201: Ministering to Those In Faith Crisis: Bishop Matt Jones

201: Ministering to Those In Faith Crisis: Bishop Matt Jones

Credit: Hartwig HKD @Flickr

 

LDS Bishops are at the front line as Mormons facing their own questions, concerns and doubts seek their counsel.   Too often these local leaders surmise that the person expressing doubt must have done something wrong to get there.   ‘This isn’t the case’, says Bishop Jones, a sitting Bishop in Seattle.
In this episode, we discuss how those in faith crisis are often at their most vulnerable and afraid, and how they can be ministered to with kindness and spiritual presence.

8 Comments

  1. Jessica

    I love this. I have had a really close friend exit the church and as their family was struggling the overwhelming advice they got on all levels was read your scriptures and pray more. Essentially making it their fault, when they were already hurting and fighting to make it work. I wish I had the words or that someone in authority had the words to help them navigate that valley.
    As for my own faith crisis, I’m still heavy into it. But this podcast was reassuring.

    1. Gina Colvin

      Loved your comment Jessica. This is the problem isn’t it? When we refuse to give faith crisis the beautiful language it deserves we make it something to be feared. I don’t think there is reason to fear it, but there is reason to be wary of those who are threatened by it. A pastor said to me recently, ‘We are all on our own faith journies and God is a part of that journey. I suppose the problems really come when church, or family etc. try to trouble that faith journey you and God are taking together. That’s when we have to dig in deep and trust the ride. It might make the church a little less ‘true’ but it might make God more present – besides which churches can afford to be made a little less true – we’ve been idolizing them for far too long.

  2. Jessica

    Wish I had run into a listening bishop like this on my way out.

    Two comments though…. I strongly dislike the phrase “it will all work out”. I think that’s easy to say when you have a reasonably pleasant life. If you are mired in generations of poverty, or a black man afraid of every police encounter or a terrified refugee or a women whose potential has been held back or any of a million really awful human situations it often doesn’t work out – and life can be long and exhausting and really sad, and saying that God will bless you in the next life for your suffering excuses those of us who have from really helping those who have not.

    When I don’t believe in a God/afterlife where all suffering is immediately rewarded then I am forced to relieve suffering right here and now.

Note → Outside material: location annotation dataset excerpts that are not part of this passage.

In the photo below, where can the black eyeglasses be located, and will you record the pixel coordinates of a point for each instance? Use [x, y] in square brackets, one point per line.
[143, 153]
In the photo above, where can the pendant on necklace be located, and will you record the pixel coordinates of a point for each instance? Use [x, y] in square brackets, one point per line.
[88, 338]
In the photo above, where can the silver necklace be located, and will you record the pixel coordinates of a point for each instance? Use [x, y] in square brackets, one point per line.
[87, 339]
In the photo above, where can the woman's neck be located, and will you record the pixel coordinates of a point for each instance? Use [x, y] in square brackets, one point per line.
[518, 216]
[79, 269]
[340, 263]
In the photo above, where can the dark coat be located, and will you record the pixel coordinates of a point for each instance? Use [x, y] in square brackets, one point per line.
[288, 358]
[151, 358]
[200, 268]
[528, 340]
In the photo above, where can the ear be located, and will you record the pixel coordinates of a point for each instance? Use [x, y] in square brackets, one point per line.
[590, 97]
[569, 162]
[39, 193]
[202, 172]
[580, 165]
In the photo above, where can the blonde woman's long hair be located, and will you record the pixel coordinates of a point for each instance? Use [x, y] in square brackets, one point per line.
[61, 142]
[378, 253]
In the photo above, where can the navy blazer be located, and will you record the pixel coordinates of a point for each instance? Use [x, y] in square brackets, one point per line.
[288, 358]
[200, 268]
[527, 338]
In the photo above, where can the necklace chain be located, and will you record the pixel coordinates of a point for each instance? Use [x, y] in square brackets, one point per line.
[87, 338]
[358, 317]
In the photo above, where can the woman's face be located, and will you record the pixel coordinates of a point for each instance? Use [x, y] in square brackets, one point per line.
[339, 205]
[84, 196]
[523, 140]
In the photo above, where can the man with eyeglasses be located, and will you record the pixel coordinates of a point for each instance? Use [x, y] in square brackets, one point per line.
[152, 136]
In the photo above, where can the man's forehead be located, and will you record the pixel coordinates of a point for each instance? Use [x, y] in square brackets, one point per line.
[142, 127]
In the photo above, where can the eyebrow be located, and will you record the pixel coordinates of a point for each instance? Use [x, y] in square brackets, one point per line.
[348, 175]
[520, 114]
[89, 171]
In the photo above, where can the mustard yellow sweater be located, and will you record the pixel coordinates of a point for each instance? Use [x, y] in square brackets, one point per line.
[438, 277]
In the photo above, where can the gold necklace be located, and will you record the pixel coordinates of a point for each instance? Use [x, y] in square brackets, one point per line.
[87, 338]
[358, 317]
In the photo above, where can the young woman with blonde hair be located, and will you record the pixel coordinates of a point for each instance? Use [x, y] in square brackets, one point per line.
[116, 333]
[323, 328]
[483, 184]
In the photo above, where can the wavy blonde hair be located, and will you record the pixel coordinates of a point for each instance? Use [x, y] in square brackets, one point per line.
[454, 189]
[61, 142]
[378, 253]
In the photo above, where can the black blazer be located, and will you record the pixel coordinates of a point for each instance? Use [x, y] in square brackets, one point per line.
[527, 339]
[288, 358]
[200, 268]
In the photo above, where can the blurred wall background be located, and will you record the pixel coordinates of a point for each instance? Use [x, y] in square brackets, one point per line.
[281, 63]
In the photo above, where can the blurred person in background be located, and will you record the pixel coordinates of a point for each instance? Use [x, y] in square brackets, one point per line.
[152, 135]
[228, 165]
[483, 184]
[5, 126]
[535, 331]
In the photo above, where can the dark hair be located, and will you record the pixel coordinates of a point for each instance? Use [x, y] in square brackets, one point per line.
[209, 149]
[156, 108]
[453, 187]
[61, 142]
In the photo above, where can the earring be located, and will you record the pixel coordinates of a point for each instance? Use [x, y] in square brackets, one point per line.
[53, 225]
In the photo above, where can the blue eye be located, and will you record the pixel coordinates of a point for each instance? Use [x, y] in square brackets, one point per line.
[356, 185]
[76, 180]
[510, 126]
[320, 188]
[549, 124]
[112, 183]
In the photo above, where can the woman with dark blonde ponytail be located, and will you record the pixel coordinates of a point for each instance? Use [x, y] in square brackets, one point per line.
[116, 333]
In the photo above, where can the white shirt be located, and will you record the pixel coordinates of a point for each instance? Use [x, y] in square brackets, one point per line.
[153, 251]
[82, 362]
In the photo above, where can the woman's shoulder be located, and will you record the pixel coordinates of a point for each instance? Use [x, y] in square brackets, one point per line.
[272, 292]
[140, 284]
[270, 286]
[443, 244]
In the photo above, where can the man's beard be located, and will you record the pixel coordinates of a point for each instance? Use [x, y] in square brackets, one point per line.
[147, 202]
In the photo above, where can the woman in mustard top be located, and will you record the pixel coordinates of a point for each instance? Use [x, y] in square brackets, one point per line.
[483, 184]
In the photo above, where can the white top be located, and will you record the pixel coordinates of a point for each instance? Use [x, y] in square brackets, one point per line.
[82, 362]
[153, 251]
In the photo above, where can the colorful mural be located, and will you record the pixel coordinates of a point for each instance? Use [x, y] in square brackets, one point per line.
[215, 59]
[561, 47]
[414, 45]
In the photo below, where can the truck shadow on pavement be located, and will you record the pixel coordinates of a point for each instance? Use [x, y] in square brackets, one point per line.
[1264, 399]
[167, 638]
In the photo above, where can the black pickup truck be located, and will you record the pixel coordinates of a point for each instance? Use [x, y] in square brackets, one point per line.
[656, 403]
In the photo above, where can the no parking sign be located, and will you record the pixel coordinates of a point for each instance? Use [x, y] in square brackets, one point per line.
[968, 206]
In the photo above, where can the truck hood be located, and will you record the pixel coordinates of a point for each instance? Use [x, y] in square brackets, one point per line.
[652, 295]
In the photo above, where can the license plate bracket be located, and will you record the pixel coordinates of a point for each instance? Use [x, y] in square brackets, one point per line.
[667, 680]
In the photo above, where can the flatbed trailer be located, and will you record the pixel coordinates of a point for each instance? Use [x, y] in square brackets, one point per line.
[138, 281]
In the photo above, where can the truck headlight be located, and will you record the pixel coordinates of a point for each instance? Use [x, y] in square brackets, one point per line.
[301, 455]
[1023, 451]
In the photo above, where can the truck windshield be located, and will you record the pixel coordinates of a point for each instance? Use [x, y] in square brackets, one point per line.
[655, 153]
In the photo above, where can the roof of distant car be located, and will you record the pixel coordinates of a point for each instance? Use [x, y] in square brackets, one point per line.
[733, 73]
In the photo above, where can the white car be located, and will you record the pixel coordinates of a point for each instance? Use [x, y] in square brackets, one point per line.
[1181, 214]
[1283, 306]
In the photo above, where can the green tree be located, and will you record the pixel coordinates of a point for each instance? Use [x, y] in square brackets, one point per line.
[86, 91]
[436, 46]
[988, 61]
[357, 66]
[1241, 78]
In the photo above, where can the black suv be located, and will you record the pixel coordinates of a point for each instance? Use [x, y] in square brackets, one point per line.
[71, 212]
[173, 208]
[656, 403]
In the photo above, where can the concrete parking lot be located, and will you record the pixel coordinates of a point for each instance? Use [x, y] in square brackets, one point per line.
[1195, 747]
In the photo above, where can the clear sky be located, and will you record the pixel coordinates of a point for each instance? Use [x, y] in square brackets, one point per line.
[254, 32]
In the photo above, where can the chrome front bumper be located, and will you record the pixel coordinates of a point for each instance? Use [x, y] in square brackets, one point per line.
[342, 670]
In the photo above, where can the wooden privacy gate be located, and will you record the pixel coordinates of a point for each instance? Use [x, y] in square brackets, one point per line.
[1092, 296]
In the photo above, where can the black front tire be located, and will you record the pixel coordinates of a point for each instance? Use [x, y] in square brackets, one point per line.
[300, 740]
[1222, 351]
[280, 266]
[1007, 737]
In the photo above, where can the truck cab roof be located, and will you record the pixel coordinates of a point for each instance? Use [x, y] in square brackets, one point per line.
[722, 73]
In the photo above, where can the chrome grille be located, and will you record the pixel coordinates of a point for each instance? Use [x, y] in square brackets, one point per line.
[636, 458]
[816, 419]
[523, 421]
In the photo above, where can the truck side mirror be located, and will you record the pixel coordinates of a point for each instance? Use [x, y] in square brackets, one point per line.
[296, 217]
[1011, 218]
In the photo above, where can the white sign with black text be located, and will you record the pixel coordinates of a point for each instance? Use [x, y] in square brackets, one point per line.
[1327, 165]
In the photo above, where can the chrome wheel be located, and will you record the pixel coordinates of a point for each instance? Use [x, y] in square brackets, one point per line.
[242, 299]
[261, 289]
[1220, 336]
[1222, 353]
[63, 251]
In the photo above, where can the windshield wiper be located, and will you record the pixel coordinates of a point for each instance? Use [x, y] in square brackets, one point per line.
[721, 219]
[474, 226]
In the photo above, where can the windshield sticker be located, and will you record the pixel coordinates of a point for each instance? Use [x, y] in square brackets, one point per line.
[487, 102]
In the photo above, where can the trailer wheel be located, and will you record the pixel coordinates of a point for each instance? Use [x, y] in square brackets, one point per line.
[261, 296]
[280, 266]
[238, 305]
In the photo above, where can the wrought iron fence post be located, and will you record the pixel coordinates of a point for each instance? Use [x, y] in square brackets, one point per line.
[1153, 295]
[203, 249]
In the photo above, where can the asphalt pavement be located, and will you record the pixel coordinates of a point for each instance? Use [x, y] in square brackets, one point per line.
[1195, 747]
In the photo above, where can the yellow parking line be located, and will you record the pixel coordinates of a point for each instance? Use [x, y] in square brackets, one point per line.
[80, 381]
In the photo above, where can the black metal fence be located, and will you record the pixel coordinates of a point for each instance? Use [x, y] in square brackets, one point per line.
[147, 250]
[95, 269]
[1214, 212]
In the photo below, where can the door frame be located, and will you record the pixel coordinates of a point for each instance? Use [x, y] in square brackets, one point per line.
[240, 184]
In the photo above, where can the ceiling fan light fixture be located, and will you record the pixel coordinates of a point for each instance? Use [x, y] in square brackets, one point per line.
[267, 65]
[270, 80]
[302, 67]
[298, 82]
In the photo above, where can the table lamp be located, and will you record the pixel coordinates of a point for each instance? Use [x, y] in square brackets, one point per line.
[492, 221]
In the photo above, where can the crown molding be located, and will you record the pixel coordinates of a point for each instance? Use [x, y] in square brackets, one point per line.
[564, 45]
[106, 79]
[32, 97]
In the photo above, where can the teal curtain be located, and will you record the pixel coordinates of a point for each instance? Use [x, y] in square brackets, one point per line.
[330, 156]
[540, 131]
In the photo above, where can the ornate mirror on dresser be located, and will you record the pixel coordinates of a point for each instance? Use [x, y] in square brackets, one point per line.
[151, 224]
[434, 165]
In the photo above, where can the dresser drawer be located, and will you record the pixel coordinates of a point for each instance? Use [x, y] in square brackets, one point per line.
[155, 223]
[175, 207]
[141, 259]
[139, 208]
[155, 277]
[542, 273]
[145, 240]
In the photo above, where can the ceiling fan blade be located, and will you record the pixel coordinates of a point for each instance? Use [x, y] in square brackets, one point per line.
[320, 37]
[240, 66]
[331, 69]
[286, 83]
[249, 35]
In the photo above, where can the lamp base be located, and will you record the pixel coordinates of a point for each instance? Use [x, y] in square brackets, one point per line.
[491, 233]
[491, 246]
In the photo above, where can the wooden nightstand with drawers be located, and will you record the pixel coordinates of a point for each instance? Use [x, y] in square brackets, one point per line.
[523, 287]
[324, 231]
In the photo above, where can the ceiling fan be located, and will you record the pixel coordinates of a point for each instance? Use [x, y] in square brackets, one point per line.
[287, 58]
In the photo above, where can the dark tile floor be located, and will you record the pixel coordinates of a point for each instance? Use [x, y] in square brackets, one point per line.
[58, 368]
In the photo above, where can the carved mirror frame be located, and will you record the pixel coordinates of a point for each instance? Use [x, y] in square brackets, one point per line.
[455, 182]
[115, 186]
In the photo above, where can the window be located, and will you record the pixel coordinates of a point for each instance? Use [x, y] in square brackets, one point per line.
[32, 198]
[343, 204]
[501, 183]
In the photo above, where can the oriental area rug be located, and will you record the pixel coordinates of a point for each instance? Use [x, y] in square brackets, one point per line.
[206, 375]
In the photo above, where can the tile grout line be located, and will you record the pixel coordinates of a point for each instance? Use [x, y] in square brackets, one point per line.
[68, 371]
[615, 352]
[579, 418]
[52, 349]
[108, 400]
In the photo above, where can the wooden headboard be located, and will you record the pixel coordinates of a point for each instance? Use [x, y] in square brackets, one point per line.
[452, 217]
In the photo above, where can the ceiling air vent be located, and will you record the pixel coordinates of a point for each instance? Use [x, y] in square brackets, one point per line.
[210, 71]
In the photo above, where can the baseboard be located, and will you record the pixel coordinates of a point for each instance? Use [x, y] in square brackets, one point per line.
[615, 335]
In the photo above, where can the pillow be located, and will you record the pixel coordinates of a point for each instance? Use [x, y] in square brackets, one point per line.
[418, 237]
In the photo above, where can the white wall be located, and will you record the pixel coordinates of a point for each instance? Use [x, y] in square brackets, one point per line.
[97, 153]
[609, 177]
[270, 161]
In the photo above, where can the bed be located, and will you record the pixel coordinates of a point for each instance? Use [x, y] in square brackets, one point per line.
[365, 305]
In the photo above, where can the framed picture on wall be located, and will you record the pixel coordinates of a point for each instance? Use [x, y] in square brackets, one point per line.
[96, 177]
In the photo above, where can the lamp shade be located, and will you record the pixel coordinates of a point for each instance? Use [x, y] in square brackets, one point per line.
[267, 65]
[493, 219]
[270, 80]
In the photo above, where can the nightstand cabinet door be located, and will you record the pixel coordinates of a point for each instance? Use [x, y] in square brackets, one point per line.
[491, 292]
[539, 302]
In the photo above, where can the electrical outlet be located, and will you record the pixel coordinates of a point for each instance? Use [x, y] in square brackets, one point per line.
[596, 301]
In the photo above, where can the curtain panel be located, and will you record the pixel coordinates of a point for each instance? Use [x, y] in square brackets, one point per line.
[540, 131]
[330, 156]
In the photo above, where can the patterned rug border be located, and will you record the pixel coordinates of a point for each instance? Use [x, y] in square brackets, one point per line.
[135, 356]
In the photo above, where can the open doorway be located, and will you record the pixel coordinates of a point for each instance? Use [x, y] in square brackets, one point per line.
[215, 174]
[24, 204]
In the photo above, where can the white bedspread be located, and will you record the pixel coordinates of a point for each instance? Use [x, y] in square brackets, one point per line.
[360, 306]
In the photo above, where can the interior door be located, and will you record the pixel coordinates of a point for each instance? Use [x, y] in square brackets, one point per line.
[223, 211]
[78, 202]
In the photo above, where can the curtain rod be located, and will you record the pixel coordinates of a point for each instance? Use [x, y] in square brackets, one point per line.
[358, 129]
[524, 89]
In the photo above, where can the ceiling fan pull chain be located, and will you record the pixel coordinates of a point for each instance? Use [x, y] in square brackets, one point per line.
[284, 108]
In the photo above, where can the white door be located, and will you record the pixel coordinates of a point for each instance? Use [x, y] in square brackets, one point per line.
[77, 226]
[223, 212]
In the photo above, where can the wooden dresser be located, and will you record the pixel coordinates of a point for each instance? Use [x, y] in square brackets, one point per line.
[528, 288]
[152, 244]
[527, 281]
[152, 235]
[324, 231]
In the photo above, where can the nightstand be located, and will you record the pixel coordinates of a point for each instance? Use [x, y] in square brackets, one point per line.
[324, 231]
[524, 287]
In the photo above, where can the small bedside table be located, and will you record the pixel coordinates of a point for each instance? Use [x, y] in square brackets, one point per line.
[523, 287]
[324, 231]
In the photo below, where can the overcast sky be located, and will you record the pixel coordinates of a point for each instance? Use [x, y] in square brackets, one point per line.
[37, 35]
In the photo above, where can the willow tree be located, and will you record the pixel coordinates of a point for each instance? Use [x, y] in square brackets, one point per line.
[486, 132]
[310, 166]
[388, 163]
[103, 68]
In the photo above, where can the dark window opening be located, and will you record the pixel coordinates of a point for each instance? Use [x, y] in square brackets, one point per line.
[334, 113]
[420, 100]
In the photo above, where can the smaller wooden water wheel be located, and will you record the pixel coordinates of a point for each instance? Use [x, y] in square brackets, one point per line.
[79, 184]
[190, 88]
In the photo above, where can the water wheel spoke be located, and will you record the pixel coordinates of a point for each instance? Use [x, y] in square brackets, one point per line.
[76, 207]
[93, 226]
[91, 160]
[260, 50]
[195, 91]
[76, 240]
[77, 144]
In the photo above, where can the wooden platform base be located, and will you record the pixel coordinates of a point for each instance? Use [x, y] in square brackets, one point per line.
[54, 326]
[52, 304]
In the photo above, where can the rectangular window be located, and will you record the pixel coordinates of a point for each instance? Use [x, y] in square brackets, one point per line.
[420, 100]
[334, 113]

    Also interested in your statement that you were able to “reconcile” really difficult aspects of Mormonism. How do you reconcile abuse of women or really blatant racism or abusive homophobia? I was 14 when I read in Mormon Doctrine that I had been less valiant in the preexistence and that changed who I was as a person. There is no reconciling that.

    1. Gina Colvin

      Thanks for your comment! I don’t think either of us said that it everything will work out as such. Things can be as bad as they can be but we both agreed that despite what life can throw at us there is still a wide, deep abiding love for us, and all humanity. We chose to call that seat of love, God.

  3. Dot

    Thank you for this podcast Gina. I left the church at the age of 68 in a huge huff in November 2015, but was never a born- or cultural Mormon. I was just fed up with the spin and lack of love, and ended up uncovering more than I went looking for. But I still feel loss and sadness and there was nobody to sit with me through my pain, as Matt is doing. Being spiritually present with someone must be the greatest of all comforts, and if I could Hie to Seattle I would!

    I appreciate the balance and empathy that I felt coming from this interview. So, so much!

    I look forward to you and Bill together Gina.